Какое-то время Филипп чувствовал неустойчивость и ошеломление. Его обычные системы отрицания вышли из строя: его работа, его исключительность, его претензия на триумф, его ощущение неуязвимости. Так же, как он смотрел в скрытое маской лицо грабителя, теперь он смотрел, вначале неуверенно, а затем все более твердо, в лицо некоторым фундаментальным жизненным фактам: пустоте, неумолимому ходу времени и неизбежности смерти. Эта конфронтация дала Филиппу ощущение безотлагательности, и он напряженно работал в терапии над тем, чтобы вернуть себе некоторое удовлетворение и смысл в жизни. Мы особо сосредоточились на теме близости важного источника жизненного удовлетворения, остававшегося неведомым ему.

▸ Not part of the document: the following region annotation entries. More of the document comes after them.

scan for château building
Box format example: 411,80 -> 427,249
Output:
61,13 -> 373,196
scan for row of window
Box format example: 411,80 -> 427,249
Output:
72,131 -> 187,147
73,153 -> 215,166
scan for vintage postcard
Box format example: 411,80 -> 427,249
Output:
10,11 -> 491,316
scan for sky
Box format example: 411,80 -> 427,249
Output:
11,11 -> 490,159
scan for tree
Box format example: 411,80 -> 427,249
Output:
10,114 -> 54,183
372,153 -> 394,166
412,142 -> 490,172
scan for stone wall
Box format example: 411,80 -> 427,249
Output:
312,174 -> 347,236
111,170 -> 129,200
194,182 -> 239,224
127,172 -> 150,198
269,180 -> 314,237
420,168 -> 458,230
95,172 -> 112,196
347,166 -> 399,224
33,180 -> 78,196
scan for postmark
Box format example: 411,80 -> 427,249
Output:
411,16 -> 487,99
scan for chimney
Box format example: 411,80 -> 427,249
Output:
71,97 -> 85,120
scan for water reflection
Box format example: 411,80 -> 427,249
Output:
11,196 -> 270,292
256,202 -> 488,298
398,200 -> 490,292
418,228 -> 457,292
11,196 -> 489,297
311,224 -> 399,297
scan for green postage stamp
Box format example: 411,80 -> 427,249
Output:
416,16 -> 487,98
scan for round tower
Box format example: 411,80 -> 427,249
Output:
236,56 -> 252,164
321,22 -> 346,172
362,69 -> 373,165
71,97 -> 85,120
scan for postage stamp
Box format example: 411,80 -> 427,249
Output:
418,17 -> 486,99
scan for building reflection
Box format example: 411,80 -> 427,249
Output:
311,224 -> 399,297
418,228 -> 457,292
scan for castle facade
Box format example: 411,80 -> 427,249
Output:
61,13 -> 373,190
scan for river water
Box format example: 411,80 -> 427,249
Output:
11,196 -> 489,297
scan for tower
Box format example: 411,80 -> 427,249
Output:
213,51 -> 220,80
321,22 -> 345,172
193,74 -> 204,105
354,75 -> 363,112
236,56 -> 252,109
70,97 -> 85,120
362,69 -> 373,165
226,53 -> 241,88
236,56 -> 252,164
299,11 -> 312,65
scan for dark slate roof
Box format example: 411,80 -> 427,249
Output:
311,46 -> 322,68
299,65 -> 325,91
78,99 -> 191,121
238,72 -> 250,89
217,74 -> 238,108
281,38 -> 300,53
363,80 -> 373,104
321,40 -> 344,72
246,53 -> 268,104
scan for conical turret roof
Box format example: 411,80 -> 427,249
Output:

Филипп так полагался на веру в свою исключительность, что его безумно страшила перспектива увидеть (и показать другим) свою беспомощность. Я убеждал его говорить правду всем интересующимся: он остался без работы и испытывает трудности в том, чтобы найти новую, – и отслеживать при этом свои чувства. Вначале он в ужасе шарахался от этой задачи, но постепенно понял, что, открывая свою уязвимость, он обретает путь к близости. На одной сессии я предложил ему послать свое резюме моему другу, президенту компании в родственной области, у которого могло бы быть для него место. Филипп поблагодарил меня, вежливо и официально, но сев в свою машину, «заплакал как младенец» впервые за тридцать пять лет. Мы много говорили об этих слезах что они значили, какие чувства были связаны с ними и почему он не мог плакать передо мной. В то время как он учился принимать свою уязвимость, его ощущение общности, вначале со мной и затем с его семьей, углублялось. Он достиг близости с другими, какой никогда не знал прежде. Его отношение ко времени разительно изменилось: он уже не видел во времени врага, которого надо не замечать или убивать. Теперь, когда свободное время шло день за днем, Филипп начал смаковать его и наслаждаться им. Он также познакомился с иными, давно пребывавшими в спячке частями собственной личности и впервые за многие десятилетия позволил некоторым своим творческим импульсам выразиться в живописи и литературе. Проведя восемь месяцев без работы, Филипп получил новую и непростую должность в другом городе. На нашей последней сессии он сказал: «За последние несколько месяцев я побывал в преисподней. Но знаете, что я вам скажу: как бы это ни было ужасно, я рад, что не нашел работу сразу же. Я благодарен, что вынужден был пройти через все это». Филипп осознал: жизнь, посвященная сокрытию реальности, отрицанию смерти, ограничивает себя и в конечном счете омертвляет сама себя.